Valerie
Platinum Member
- Sep 17, 2008
- 31,521
- 7,388
- 1,170
That article makes a point similar to mine -
christians are not very christian in their behavior or their beliefs.
Christians are, as a group, a bunch of sanctimonious hypocrits who want to use the govt to control everyones' life while whining about how the govt is controlling their life.
And christians will use any lie in support of their own, non-christian, desires. They don't like paying taxes, so they claim that Jesus opposed taxes. Even lying about God is OK for a christian if it helps them get what they want
Speaking of using anything to support your assertion...
Considering that only 56.8% of the US population actually turned up to vote in the last presidential election, which was actually considered a high turn-out...How many of those 132,618,580 people, most of whom voted for president Obama, would you consider "a bunch of sanctimonious Christian hypocrites who want to use the govt to control everyone's life"...?
Despite however many voters may actually be Christian...You certainly could not assert their general behavior as a GROUP based on those numbers...?

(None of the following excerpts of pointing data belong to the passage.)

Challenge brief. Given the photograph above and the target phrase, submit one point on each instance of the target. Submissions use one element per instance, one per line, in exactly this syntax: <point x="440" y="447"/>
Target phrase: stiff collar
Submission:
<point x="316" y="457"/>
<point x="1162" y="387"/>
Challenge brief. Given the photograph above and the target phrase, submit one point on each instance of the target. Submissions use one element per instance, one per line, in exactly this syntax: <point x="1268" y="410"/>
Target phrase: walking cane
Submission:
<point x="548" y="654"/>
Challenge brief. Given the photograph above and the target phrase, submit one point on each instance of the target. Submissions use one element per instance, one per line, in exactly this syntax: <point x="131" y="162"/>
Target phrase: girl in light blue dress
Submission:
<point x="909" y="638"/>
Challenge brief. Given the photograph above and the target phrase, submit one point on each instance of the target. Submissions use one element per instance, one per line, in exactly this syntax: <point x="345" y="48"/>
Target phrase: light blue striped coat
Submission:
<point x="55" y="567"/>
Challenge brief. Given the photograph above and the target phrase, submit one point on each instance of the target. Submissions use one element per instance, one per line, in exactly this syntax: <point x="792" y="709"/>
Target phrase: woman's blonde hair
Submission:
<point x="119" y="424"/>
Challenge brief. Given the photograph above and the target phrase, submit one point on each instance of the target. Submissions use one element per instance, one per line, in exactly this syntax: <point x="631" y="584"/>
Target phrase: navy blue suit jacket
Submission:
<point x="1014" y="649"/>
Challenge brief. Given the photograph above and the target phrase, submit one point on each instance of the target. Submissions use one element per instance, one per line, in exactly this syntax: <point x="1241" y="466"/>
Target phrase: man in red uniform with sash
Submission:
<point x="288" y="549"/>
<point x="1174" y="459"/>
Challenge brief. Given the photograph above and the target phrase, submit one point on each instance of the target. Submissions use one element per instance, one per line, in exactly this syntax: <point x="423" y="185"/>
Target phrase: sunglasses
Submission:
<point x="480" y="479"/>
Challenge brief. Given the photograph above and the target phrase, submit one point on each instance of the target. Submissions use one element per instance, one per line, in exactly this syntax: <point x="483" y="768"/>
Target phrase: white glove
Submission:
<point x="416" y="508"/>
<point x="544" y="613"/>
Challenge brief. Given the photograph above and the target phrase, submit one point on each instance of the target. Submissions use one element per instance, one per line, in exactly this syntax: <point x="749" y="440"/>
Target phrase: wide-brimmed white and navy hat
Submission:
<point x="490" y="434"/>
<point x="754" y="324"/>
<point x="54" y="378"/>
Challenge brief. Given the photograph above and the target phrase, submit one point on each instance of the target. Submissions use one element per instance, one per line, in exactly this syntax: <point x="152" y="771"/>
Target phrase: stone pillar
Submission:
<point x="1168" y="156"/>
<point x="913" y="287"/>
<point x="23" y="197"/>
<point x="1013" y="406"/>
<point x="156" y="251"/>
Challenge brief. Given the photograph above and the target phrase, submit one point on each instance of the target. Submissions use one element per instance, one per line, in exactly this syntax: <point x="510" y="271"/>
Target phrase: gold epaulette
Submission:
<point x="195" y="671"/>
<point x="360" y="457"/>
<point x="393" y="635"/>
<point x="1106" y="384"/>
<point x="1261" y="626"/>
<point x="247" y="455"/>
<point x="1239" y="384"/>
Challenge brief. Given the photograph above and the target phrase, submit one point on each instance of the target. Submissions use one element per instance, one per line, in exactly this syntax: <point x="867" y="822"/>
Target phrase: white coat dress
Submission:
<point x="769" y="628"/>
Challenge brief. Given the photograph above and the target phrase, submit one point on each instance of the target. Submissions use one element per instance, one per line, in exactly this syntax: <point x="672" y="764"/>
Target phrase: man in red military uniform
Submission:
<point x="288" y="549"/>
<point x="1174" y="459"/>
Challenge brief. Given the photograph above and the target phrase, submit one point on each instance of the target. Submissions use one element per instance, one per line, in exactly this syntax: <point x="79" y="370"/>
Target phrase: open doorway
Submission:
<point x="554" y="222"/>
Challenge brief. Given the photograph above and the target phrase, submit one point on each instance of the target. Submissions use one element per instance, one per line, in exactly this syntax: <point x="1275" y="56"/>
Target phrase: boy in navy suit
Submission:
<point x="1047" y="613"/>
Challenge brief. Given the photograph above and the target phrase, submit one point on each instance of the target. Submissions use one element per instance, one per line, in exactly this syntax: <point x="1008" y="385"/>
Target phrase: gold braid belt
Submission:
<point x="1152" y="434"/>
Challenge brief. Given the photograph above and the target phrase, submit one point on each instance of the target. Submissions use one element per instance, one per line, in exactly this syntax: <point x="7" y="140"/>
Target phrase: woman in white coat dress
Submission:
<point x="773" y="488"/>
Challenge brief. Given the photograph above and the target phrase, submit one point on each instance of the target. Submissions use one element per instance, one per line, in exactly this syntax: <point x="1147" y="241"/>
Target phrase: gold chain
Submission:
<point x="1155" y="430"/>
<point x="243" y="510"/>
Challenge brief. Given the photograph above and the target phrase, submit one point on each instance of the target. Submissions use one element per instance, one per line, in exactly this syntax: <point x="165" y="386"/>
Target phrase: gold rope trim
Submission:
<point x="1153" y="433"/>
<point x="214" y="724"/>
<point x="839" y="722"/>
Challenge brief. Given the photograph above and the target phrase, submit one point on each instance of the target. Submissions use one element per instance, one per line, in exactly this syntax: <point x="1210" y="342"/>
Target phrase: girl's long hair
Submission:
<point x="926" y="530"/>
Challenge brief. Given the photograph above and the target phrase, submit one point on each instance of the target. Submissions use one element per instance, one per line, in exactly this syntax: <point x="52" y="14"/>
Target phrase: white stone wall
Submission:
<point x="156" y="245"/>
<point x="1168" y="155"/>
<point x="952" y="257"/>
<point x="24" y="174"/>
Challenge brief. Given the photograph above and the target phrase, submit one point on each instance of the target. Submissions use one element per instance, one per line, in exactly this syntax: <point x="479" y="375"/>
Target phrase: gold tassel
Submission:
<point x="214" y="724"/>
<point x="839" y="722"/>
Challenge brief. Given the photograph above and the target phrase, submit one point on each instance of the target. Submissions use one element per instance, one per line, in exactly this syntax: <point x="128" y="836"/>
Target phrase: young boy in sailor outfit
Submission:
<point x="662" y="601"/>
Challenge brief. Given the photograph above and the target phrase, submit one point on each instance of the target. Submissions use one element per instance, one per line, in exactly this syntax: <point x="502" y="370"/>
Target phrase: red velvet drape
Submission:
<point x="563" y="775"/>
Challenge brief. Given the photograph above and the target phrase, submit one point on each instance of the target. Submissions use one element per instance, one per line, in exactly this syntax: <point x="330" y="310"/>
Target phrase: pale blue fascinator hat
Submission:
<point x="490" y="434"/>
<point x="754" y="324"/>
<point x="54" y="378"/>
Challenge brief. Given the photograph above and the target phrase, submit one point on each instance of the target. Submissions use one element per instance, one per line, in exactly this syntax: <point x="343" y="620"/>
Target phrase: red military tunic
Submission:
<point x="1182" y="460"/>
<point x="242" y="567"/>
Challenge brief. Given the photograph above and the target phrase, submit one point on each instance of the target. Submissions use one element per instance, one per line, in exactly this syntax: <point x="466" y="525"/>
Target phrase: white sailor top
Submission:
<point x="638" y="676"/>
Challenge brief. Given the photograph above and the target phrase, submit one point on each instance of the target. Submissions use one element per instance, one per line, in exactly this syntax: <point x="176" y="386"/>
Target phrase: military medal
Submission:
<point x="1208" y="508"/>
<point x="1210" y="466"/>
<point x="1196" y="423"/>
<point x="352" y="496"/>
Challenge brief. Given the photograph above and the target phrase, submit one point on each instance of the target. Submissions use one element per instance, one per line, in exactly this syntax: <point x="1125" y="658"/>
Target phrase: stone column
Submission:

As far as the christians who voted for Obama, I suspect that most of them are sactimonious Christian hypocrits who want to use the govt to control everyone's life. The urge to control is strong, and is not limited to one side of the political spectrum
I would not use "christians who voted for Obama" as if it were representative of "christians, as a group". Basically, you're comparing apples (christians who voted for Obama) and oranges (all christians)
That's just bad logic
Wrong. I'm asking how many of those people are ACTUALLY Christians who want to use the government to control people's lives...? EITHER side of the aisle..?
Then if you take THIS NUMBER vs how many Christians there actually are in America...you do not come up with asserting that MOST Christians do ANYthing.